I was reading hyperbole and a half when I suddenly, very suddenly and very acutely, felt a sense of inadequacy. It wasn't the everyday sort of inadequacy that all human beings face, the sort that only people who have too much money and too little conscience can escape. No, this was a crippling sort of inadequacy, ugly and really really painful, to say the least.

I became convinced that I sucked. I sucked, and that I still suck, despite reading thick novels about questionable things and browsing the huge internet archive of even-more-questionable things. I became convinced that I was ignorant and childish and selfish (okay, so maybe this one was already a given). I felt insufficient and inadequate (I should stop using this word). I became convinced that my writing was complete and utter shit, and that no one cared about me or my long,emotional rants about strange topics.

Ironically (and here I paused and thought about whether I was using "ironically" correctly and whether I even knew what irony was, before deciding that I didn't give a fuck and that since the word looked and sounded nice at that spot, I shouldn't try to remove or change it), it was hyperbole and a half that pulled me out of this little bout of depression.

Well, the blog's readers, specifically.

Hyperbole and a half's authoress is someone who has something of a compulsive need to correct others' grammar. It's kind of repeated several times in the blog, and I picked up on it precisely because I have the same horrible, tragic habit. I'm not exaggerating - it really is tragic. It hurts my self-confidence, when other people roll their eyes when I correct their grammar for the, like, millionth-and-god-knows-how-many time.

Anyway, I was pitying myself quite a lot when I decided to scroll down and read the comments. I thought that maybe there would be other people, who, like me, had read the blog and suffered from an acute feeling of worthlessness. I expected the comments to go along the lines of "I felt so very worthless after reading your humourous and exciting posts that I shall proceed to delete every single blog post I have ever made and that I will never write again because in no way will I ever match up to your godly skills".

Instead, I found a plethora of people commenting about how insanely funny, how insanely gifted, and how insanely awesome the authoress is. That's reasonable. Her writing is good. It makes me laugh.

What does not make me laugh, however, are the many many many many many many comments missing the critical element called Grammar.

... Or, maybe, it does make me laugh a little.

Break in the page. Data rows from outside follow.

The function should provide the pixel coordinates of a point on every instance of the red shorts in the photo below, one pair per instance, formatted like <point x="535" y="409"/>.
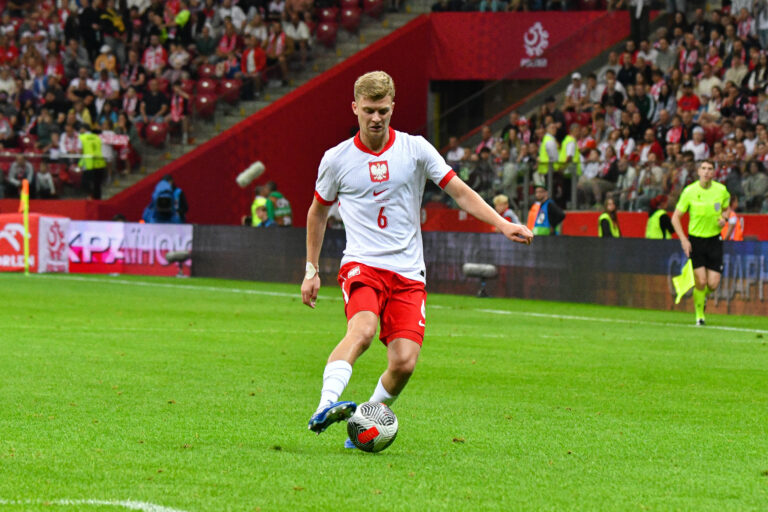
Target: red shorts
<point x="398" y="302"/>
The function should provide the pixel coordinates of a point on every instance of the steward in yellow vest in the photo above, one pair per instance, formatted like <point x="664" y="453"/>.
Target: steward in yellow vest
<point x="608" y="223"/>
<point x="548" y="152"/>
<point x="92" y="163"/>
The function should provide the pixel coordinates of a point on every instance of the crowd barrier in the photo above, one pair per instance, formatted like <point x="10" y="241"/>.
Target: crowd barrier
<point x="623" y="272"/>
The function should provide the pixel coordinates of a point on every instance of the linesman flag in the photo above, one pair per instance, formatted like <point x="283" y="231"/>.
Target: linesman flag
<point x="684" y="281"/>
<point x="24" y="209"/>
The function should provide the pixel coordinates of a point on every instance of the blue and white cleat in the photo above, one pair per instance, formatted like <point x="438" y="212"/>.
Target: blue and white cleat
<point x="337" y="411"/>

But it simultaneously makes my insides shrivel up, and I kind of doubt anyone can laugh while experiencing that particular brand of agonizing pain.

Did I mention that bad writing causes me pain? Physical pain? Physical discomfort? Physical violence towards to writer of that piece of bad writing?

No? Perhaps I should mention it again. Bad writing = violence, from me to you with much love.

Sometimes it's mental violence. I'll glare at the person (or my laptop screen) and think a lot of unhappy, bloody thoughts. I'll crumple whatever piece of paper that I'm holding at that time and clench my teeth while cursing the person to the High Heavens (mainly because Heaven is like my personalised version of Hell, for many reasons that are not relevant right now).

Well, most of the time. I'm a teenage girl who detests sports, and while that works for writing long, angsty posts on my blog, it hardly allows me to bash a bodybuilder's head. (No offence if you're a bodybuilder, I just needed an example where no degrees are required - or is there a bodybuilders' special bodybuilder university, I don't know.)

Back to the comments. They snapped me out of my cycle of feeling inadequately inadequate and made me cringe, which, while rather uncomfortable, was preferred to feeling worthless and short (which I kind of am).

I began scrolling and laughing, and scrolling and laughing... more scrolling and laughing...

And I thought, their comments must cause the authoress quite a lot of discomfort. She's said that she has a compulsive need to correct other people's grammar, which I don't believe is much of a hyperbole, which means that the comments- the commenters who lack a proper grasp of grammar - must cause her a lot of discomfort.

And I thought, how ironic. (Once again I am unsure about the exact use of "irony" and once again I've found that I really don't give a damn.) Her blog post about grammar has attracted so many people, people who don't use proper grammar, and they're commenting about how they can absolutely relate to her compulsive need to correct other people's grammar.

Ha, I thought. Ha ha ha ha ha hahahahaha.

Goodbye, crippling feelings of inadequacy.

I feel perfectly fine again - a.k.a. really fucking selfish and self-centered and too full of myself to care about anyone else... am I repeating myself? Whatever, I'm awesome.